I get the heart and logic behind this statement, but I wonder if it’s biblical. It sounds pious but it may be missing the mark. It is definitely more pragmatic and yields immediate results, but is it the most healthy pursuit? Should we not call people to “believe before you belong?” Didn’t Jesus live out this philosophy? Some will reply—“Yeah but Jesus was accused for hanging out with drunks, prostitutes, and the unclean!” True, but we must ask ourselves—did Jesus hang around these people arbitrarily without any call for a change of lifestyle? Or did Jesus hang around these people for the sole purpose of calling them to “repent for the Kingdom is at hand?”

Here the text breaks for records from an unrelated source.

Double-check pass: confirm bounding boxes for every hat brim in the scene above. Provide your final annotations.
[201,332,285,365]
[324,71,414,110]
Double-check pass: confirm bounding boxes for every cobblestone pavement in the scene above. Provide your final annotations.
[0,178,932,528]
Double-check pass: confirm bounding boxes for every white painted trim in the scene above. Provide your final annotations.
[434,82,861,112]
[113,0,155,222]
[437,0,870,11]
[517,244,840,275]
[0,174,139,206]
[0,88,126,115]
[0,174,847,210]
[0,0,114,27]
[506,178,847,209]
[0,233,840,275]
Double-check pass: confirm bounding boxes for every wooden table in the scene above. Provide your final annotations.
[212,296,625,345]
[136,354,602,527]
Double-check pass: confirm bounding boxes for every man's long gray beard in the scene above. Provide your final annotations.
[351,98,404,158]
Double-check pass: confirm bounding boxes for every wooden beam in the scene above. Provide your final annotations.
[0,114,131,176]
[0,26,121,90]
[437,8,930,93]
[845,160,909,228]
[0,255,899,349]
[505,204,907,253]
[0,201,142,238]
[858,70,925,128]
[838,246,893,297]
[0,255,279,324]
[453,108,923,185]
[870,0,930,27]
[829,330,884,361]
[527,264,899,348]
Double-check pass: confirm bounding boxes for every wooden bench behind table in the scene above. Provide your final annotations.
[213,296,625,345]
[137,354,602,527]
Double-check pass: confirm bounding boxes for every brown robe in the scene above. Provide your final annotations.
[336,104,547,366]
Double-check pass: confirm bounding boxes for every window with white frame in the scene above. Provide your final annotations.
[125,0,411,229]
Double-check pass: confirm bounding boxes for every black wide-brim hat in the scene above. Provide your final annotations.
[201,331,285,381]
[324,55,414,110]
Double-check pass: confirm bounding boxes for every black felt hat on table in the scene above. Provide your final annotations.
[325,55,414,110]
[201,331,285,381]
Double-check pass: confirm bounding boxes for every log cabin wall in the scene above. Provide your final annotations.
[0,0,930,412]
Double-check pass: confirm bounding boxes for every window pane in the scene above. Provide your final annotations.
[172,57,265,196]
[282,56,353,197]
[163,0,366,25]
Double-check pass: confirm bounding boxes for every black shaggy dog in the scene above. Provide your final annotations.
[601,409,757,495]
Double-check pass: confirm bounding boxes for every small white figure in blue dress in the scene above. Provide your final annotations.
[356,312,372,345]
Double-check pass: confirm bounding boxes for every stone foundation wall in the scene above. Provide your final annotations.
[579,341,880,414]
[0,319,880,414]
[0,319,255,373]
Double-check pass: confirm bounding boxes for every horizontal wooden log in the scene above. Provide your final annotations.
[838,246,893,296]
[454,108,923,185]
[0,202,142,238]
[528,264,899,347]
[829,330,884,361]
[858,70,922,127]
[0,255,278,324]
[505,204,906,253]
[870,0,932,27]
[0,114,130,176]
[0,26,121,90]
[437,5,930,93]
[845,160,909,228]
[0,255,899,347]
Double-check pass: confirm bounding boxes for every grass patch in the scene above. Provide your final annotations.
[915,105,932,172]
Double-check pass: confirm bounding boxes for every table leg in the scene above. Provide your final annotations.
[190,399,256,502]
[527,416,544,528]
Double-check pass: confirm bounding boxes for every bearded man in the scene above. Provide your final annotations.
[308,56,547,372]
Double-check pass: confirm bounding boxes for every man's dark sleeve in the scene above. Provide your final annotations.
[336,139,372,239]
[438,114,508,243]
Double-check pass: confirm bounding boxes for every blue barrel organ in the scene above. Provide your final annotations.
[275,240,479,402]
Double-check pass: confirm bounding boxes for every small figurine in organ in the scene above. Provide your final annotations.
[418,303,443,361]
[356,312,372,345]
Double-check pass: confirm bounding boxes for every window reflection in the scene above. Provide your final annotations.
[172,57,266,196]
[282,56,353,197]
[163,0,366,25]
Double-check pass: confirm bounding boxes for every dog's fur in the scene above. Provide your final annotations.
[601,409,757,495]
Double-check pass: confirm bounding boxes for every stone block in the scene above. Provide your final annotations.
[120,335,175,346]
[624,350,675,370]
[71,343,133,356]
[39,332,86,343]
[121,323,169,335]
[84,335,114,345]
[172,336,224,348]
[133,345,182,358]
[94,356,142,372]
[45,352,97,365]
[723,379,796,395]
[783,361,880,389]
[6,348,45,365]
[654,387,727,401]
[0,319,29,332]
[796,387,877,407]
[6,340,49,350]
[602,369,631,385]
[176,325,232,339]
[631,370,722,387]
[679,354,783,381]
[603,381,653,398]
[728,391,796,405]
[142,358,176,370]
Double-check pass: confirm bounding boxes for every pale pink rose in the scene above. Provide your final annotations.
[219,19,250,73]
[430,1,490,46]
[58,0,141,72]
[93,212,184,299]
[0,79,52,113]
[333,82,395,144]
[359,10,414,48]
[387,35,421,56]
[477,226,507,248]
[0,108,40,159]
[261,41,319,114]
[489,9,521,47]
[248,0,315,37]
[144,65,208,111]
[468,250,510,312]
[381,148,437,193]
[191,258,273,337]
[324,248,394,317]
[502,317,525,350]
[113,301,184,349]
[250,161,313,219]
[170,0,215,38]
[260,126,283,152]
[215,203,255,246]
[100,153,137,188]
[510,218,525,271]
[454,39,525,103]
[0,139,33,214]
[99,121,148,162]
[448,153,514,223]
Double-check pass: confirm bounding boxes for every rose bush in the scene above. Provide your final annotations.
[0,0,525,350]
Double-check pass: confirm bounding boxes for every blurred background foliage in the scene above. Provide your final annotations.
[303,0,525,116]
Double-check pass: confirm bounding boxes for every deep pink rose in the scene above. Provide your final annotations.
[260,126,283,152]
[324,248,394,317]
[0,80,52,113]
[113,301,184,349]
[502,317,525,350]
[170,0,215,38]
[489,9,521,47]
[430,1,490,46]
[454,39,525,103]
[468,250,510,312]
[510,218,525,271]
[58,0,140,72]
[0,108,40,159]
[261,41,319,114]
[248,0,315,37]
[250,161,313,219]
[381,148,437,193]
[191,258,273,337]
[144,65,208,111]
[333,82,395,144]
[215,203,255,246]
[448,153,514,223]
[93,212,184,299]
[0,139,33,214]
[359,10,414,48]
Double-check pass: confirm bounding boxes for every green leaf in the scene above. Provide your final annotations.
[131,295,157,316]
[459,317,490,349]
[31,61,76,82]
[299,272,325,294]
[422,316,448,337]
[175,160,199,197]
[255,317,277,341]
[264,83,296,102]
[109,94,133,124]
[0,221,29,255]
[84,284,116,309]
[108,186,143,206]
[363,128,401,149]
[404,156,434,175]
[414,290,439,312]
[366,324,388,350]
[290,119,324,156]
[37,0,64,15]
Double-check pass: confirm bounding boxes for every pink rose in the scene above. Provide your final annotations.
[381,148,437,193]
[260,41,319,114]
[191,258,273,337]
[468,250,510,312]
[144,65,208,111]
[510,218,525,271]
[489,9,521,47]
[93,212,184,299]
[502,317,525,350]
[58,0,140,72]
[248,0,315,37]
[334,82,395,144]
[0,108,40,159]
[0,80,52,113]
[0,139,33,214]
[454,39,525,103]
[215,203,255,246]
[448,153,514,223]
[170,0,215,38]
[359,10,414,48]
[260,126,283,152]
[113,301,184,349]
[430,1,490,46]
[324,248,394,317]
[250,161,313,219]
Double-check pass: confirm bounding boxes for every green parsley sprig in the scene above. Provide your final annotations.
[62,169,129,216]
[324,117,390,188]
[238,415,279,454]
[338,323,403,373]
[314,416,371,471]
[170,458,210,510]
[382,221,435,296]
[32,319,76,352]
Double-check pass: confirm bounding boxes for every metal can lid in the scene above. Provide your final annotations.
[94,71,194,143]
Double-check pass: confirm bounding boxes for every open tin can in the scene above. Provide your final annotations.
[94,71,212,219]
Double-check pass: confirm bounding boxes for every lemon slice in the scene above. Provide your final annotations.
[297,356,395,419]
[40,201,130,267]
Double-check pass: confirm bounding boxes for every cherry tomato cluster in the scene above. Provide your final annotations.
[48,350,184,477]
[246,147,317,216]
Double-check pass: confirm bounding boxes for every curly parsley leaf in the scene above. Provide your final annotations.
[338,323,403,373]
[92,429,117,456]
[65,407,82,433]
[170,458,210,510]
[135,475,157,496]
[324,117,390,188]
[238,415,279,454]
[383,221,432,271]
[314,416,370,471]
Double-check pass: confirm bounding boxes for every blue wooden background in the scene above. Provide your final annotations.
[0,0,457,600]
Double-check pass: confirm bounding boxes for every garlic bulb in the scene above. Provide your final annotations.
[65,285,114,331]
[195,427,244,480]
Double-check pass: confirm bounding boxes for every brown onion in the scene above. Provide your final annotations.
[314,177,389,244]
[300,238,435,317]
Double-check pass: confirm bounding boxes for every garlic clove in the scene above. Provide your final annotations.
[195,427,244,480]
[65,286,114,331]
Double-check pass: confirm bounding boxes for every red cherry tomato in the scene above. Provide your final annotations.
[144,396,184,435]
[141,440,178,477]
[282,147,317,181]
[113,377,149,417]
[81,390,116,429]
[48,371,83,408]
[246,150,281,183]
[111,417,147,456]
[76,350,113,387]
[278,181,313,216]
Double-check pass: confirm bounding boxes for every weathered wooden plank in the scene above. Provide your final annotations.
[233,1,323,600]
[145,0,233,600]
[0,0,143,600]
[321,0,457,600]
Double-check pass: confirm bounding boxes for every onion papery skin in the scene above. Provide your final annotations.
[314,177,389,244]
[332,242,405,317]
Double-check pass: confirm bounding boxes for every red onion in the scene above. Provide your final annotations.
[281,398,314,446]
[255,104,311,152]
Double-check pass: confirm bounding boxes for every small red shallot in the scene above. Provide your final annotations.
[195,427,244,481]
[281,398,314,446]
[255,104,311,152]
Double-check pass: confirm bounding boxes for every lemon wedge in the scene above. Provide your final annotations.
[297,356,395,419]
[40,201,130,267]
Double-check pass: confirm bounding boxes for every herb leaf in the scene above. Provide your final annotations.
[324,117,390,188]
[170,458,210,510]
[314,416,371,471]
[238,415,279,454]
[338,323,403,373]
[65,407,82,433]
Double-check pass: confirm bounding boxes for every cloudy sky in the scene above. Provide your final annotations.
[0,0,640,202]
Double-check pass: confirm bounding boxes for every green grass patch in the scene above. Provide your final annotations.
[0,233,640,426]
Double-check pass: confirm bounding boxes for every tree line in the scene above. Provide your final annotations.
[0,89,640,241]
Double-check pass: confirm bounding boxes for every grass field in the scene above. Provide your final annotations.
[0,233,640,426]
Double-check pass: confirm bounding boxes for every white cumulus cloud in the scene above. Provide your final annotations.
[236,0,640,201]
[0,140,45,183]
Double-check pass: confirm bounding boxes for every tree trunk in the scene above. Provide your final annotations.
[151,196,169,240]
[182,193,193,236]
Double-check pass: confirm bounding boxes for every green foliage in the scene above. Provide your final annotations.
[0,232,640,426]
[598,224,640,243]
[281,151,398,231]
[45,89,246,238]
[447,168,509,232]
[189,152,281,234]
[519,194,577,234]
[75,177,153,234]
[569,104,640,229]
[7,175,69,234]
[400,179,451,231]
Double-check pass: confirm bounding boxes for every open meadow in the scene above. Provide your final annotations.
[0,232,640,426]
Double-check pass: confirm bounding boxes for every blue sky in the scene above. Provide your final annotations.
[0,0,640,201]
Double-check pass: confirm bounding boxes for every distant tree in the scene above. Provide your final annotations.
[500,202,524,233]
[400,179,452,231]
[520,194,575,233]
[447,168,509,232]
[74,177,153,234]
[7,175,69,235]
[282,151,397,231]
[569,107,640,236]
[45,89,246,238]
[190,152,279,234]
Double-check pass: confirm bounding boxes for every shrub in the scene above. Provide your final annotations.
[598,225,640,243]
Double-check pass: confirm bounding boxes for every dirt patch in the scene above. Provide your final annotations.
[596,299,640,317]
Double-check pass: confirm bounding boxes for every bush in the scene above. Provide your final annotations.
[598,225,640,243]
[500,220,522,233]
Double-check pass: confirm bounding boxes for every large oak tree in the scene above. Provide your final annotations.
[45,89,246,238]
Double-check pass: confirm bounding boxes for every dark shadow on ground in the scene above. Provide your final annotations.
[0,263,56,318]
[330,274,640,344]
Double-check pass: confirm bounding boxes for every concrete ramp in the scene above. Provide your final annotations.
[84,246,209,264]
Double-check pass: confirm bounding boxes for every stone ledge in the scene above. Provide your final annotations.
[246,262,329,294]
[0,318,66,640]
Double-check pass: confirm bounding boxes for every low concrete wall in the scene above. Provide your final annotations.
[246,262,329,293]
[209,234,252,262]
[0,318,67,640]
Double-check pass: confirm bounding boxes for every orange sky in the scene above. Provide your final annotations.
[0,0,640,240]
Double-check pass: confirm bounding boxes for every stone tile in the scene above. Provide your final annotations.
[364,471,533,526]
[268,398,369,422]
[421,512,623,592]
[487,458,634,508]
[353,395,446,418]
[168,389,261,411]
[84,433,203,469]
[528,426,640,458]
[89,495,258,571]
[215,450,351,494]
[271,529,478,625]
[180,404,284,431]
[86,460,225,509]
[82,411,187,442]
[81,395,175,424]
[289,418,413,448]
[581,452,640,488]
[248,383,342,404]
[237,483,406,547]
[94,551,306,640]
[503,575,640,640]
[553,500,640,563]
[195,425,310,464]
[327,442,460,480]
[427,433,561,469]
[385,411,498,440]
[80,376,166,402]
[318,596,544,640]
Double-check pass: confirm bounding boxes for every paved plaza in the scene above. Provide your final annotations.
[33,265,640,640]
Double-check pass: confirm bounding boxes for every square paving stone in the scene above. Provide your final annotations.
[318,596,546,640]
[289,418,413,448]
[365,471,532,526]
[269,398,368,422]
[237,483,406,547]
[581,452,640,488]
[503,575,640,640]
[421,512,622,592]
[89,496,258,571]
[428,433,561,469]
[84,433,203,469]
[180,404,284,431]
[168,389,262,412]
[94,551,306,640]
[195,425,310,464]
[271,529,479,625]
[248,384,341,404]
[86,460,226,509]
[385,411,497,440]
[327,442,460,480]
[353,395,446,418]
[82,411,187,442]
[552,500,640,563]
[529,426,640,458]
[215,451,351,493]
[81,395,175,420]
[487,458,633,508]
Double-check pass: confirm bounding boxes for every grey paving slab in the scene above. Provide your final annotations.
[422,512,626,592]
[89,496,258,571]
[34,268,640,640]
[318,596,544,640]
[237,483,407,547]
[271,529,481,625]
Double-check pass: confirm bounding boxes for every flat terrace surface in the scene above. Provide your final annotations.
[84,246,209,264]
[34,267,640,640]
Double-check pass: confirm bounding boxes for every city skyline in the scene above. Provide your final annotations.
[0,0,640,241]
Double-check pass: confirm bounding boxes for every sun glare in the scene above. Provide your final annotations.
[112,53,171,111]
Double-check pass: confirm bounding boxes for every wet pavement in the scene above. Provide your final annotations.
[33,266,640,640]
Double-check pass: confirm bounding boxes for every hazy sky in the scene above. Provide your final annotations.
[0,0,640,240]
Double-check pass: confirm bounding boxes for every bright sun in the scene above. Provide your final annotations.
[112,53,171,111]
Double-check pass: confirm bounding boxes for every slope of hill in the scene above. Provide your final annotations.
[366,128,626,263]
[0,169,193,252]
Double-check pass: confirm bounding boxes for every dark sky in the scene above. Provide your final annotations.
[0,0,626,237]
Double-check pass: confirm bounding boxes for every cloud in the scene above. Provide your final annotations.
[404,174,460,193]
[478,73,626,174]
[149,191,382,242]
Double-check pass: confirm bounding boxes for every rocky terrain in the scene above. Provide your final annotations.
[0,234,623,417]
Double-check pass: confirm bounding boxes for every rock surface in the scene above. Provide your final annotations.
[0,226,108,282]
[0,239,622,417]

- It was Jesus, was it not, who told the rich man to sell all of his possessions and give it to the poor before being allowed in the Kingdom (Matthew 19).
- It was Jesus who said to the man who requested he bury his father before following Jesus, “let the dead bury the dead (Matthew 8).”
- It was Jesus who said the road to eternal life was narrow and few would find it (Matthew 7).
- It was Jesus who said that in order to follow him you would have to love him more than your entire family (Matthew 10).
- It was Jesus who said that one would have to deny themselves, and take up their cross in order to follow him (Matthew 16).
In other words, have we as a church become so obsessed with attracting people into our community that we have neglected to set any standard by which one can come in? Perhaps instead of leaving the front doors of the church wide open and the back doors closed it should be the other way around.